Natomiast przyszła mi jeszcze jedna myśl do głowy. Otóż, skoro samochód,
mimo tego, że umówiony (na piśmie) termin wykonania naprawy minął już trzy
tygodnie temu, jest rozbabrany i w tej chwili stanowi kupę złomu, a
zleceniobiorca - chyba można tak powiedzieć - porzucił zlecenie i ponieważ w
ogóle nie pokazuje się w warsztacie, to mam prawo mniemać, że wcale nie
zamierza naprawy dokończyć, to czy nie podchodzi to pod uszkodzenie lub
wręcz zniszczenie mienia? Czy w tej sytuacji mogę domagać się interwencji
policji?
Z góry dziękuję za wszelkie sugestie.
Pozdrawiam
Marek
-
2. Data: 2008-12-16 22:45:55
Temat: Re: Kłopotów z blacharzem c.d.
Od: "Robert Tomasik" <r...@g...pl>
Użytkownik "Marcus" <m...@a...pl> napisał w wiadomości
news:49481c8a$0$29381$f69f905@mamut2.aster.pl...
> Czy nie podchodzi to pod uszkodzenie lub wręcz zniszczenie mienia? Czy w
> tej sytuacji mogę domagać się interwencji policji?
Nie, albowiem w chwili niszczenia Twojego samochodu sprawca nie miał
zamiaru go niszczyć, tylko naprawić.
-
3. Data: 2008-12-17 03:39:29
Temat: Re: Kłopotów z blacharzem c.d.
Od: "Marcus" <m...@a...pl>
Czyli nie zniszczył, ani nie uszkodził mi samochodu , mimo że nie przejawia
najmniejszej ochoty na dokończenie naprawy?
Pozdrawiam
Marek
-
4. Data: 2008-12-17 18:35:48
Temat: Re: Kłopotów z blacharzem c.d.
Od: "Robert Tomasik" <r...@g...pl>
Użytkownik "Marcus" <m...@a...pl> napisał w wiadomości
news:49487477$0$29471$f69f905@mamut2.aster.pl...

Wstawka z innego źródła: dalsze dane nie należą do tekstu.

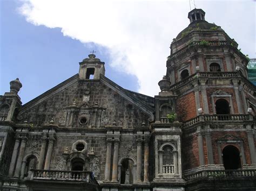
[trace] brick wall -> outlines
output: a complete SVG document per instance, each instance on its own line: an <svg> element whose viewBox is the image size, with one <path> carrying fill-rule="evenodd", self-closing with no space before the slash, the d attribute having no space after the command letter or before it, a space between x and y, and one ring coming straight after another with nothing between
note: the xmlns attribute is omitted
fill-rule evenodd
<svg viewBox="0 0 256 191"><path fill-rule="evenodd" d="M185 121L196 116L194 92L191 92L177 99L177 114L180 121Z"/></svg>
<svg viewBox="0 0 256 191"><path fill-rule="evenodd" d="M234 111L235 114L238 114L238 110L237 108L237 101L235 100L235 95L234 93L234 89L233 88L208 88L206 89L206 93L207 93L207 100L208 100L208 106L209 108L209 112L210 114L213 114L213 111L212 110L212 104L213 105L215 105L215 102L216 100L219 97L214 97L214 103L212 103L212 99L211 99L211 95L212 95L212 93L217 90L221 90L222 91L224 91L226 92L227 93L228 93L229 94L231 94L232 95L232 100L233 102L233 106L234 107ZM220 97L221 98L225 98L226 99L228 103L230 102L230 100L229 100L229 97ZM215 106L214 106L215 107Z"/></svg>
<svg viewBox="0 0 256 191"><path fill-rule="evenodd" d="M195 134L182 137L183 171L199 166L199 157L197 136Z"/></svg>
<svg viewBox="0 0 256 191"><path fill-rule="evenodd" d="M250 152L249 145L248 143L248 138L247 137L247 133L245 131L219 131L219 132L213 132L212 133L212 150L213 153L213 160L214 164L219 164L219 154L218 153L218 147L217 144L217 140L218 139L223 137L224 136L226 135L230 135L234 136L238 139L242 140L244 145L244 150L245 152L246 163L244 161L241 161L241 164L251 164L251 154ZM239 151L241 152L240 145L239 143L223 143L221 144L221 152L223 149L228 145L233 145L238 147Z"/></svg>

> Czyli nie zniszczył, ani nie uszkodził mi samochodu , mimo że nie
> przejawia najmniejszej ochoty na dokończenie naprawy?
Moim zdaniem nie, bowiem nie taki był jego cel.
-
5. Data: 2008-12-17 19:47:01
Temat: Re: Kłopotów z blacharzem c.d.
Od: "Marcus" <m...@a...pl>
Jak w takim razie zakwalifikować to, co robi?
Pozdrawiam
Marek
Użytkownik "Robert Tomasik" <r...@g...pl> napisał w wiadomości
news:gibhpt$ru7$2@nemesis.news.neostrada.pl...
> Użytkownik "Marcus" <m...@a...pl> napisał w wiadomości
> news:49487477$0$29471$f69f905@mamut2.aster.pl...
>> Czyli nie zniszczył, ani nie uszkodził mi samochodu , mimo że nie
>> przejawia najmniejszej ochoty na dokończenie naprawy?
>
> Moim zdaniem nie, bowiem nie taki był jego cel.
-
6. Data: 2008-12-17 20:44:50
Temat: Re: Kłopotów z blacharzem c.d.
Od: "Robert Tomasik" <r...@g...pl>
Użytkownik "Marcus" <m...@a...pl> napisał w wiadomości
news:49495738$0$29446$f69f905@mamut2.aster.pl...
> Jak w takim razie zakwalifikować to, co robi?
Niewywiązanie się z umowy - sprawa cywilna.